A Plaque on via Mazzini (Una Lapide In Via Mazzini)
A PLAQUE ON VIA MAZZINI (Una lapide in Via Mazzini)
Novel by Giorgio Bassini, 1952
A Plaque on Via Mazzini was first published in 1952 and appeared in Five Stories of Ferrara in 1956. All of the stories in the latter examine the relationship between the Jewish community and the rest of the people of Ferrara. Many refer to the impact of Mussolini's "racial laws" of 1938.
As in most short stories the attention is focused on one person—in this case the sole survivor of the 183 Jews carried off to Germany in autumn 1943. There is an unobtrusive first-person narrator who is worried about the reality of his tale, set as it is in an ordinary street like Via Mazzini, though the street runs along the top of the old ghetto. Geo Josz appears in August 1945 while a builder is putting up a plaque on the synagogue commemorating the deportations. Geo says his name should be removed now that he has returned. The gathering crowd can see he is so fat that he looks like a drowned man; showing clearly on his right wrist are tattooed numbers preceded by the letter "J."
Bassani often conveys important elements of his narrative by describing emblematic objects such as the tattoo of the concentration camp inmates. Geo's fur hat and jerkin are the uniform of the escapee, the calloused hands the sign of the forced labor in the salt mines. There is much play on the beards that the men sport—from the little goatee of the early fascists to the full beard of the returning partisans—that are eventually shaved off as normality returns. The story has the task of chronicling the political events from Mussolini's fall to the elections of May 1948, which decided the fate of the partisans, forging the political shape of Republican Italy for decades to come.
Geo claims back his father's house, bought in 1910 from an aristocratic family. It had been used as the headquarters of the Fascist Black Brigade and then passed to the partisans, who after the 1946 elections and the disappearance of the Action Party would move to three rooms in the old Fascist headquarters in the main street. A house can be a comment on political history.
Geo and his uncle take up residence in the Ghibelline tower of the old house. Ferrara's medieval legacy thus gives him a lookout where he can survey the partisans and monitor any vengeful excesses they might have contemplated in the old prisons below. These were times of civil war.

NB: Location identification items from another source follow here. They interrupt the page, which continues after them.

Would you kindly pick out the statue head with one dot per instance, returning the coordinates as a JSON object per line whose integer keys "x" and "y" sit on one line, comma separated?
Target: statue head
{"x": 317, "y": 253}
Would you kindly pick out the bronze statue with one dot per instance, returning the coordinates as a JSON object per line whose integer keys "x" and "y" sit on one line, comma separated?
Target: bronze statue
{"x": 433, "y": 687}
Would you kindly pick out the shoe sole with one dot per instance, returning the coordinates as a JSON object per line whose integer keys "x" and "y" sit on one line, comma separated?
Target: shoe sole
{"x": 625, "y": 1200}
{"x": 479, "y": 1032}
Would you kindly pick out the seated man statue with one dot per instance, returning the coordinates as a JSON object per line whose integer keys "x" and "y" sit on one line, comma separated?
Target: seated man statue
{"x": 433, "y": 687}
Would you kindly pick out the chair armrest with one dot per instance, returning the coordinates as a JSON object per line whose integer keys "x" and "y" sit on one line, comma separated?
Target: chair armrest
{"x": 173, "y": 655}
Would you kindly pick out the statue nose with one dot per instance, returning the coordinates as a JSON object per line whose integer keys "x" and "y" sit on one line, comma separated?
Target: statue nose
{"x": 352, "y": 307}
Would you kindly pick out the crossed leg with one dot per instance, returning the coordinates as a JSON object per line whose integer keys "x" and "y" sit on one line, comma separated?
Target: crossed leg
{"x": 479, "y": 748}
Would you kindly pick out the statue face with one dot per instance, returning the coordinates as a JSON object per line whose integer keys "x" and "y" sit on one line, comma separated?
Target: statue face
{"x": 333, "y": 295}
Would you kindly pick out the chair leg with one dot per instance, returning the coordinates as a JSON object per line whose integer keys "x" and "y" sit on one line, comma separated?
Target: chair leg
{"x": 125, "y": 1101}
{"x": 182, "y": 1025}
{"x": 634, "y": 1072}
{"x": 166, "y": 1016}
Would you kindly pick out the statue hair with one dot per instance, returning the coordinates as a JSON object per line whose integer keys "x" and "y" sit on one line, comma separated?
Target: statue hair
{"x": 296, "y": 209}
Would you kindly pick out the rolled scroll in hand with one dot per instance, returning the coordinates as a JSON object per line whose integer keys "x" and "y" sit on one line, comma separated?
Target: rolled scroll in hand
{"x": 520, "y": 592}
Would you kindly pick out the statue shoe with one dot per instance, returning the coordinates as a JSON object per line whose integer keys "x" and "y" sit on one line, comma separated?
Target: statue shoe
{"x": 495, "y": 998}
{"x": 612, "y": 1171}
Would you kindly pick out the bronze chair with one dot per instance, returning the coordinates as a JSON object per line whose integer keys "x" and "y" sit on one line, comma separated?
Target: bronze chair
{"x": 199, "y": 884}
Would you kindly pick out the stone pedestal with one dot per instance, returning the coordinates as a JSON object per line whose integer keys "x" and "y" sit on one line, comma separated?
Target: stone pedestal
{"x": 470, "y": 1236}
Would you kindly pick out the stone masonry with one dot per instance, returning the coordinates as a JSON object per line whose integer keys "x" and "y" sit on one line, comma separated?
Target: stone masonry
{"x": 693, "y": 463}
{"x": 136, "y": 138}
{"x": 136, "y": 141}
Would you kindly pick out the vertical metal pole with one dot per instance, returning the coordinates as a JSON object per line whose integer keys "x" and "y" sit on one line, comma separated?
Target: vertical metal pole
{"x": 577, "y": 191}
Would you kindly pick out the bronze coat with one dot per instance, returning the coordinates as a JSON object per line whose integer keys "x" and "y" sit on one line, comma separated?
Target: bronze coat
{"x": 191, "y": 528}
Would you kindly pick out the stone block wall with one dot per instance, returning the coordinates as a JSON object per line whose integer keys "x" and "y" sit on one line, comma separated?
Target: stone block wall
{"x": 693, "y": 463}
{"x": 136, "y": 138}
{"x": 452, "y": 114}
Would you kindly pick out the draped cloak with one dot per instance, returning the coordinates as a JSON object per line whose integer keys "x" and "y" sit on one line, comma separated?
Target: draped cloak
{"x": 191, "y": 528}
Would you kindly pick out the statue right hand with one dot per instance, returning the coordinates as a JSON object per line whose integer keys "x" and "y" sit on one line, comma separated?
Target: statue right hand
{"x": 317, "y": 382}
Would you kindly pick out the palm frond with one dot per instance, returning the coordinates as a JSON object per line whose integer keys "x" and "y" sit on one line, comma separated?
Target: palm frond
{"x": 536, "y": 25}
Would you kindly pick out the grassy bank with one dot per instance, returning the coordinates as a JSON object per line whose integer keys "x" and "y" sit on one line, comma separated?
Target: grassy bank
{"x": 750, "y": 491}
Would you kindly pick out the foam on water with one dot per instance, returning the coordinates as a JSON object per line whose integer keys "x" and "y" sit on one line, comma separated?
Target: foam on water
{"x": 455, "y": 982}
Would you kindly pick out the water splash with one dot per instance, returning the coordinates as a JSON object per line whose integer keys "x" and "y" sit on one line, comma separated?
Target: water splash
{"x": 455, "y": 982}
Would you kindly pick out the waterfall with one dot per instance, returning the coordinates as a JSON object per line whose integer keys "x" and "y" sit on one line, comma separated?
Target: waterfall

Once installed Geo declares his Jewishness by wearing an olive "gabardine," italicized in the Italian, and maybe reminiscent of Shylock in The Merchant of Venice. The people in his favorite cafe are eager to hear Geo's story and have a spirit of hope for the new democracy. But his uncle Daniele, another returner but from the ranks of the partisans, who lodges in the room below in the tower, hears his slippered tread at night and knows that his room is covered with photos of his lost loved ones. On the day of Geo's return they had visited another uncle, a lonely example of a Jew surviving in the city because he had espoused the Fascist cause from the start, as many had. He had paraded his black shirt until 1938 and still wore a goatee.
In May 1946 Geo meets yet another elderly survivor, Count Scocca. He represents the Fascist machine, a paid spy of the secret police, sporting a black dyed Hitler moustache. Geo goes up to him and slaps his face twice like a Fascist bully. The count replies by whistling "Lili Marlene," the German army song. People see the assault as unmotivated. Others assert that the count had asked Geo if he was Ruggero, poor Angiolino's son, and inquired about his father's death, mentioning how he had always asked after his father and his little brother.
So everything changes. Geo puts on his fur hat and jerkin and neglects his new gabardine. In the cafe he sits beside the torturers, telling stories of Germany and Buchenwald, his father's last words on the way to the salt mines, his mother's farewell wave, and his little brother's disappearance in the dark. But now it is too late. People are bored and unbelieving. In August 1946 he appears in rags at a new dance hall opened near where five members of the resistance were shot two years before. Because he had agreed with the partisan secretary over his father's house, people think he has turned Communist. In February 1947 he is excluded from the club restricted to top people, both Catholic and Jewish, and also from the brothel, whose owner exercises her democratic right to exclude people from her own house. The outcome is that Geo disappears rather as he had come, and no one knows if he has gone away or killed himself. They are sincerely sorry for not having been more patient.
The epilogue explains that in the May twilight one wonders why one is playing someone else's game. The slaps were Geo's reply to the count's polite but patronizingly hypocritical questions. They were Geo's revenge. The crowd thinks he was mad. (Now this might be described as post-traumatic stress.) Ferrara returns to its closed and provincial ways. And Bassani has captured some conflicting moods of desperate and bitter times.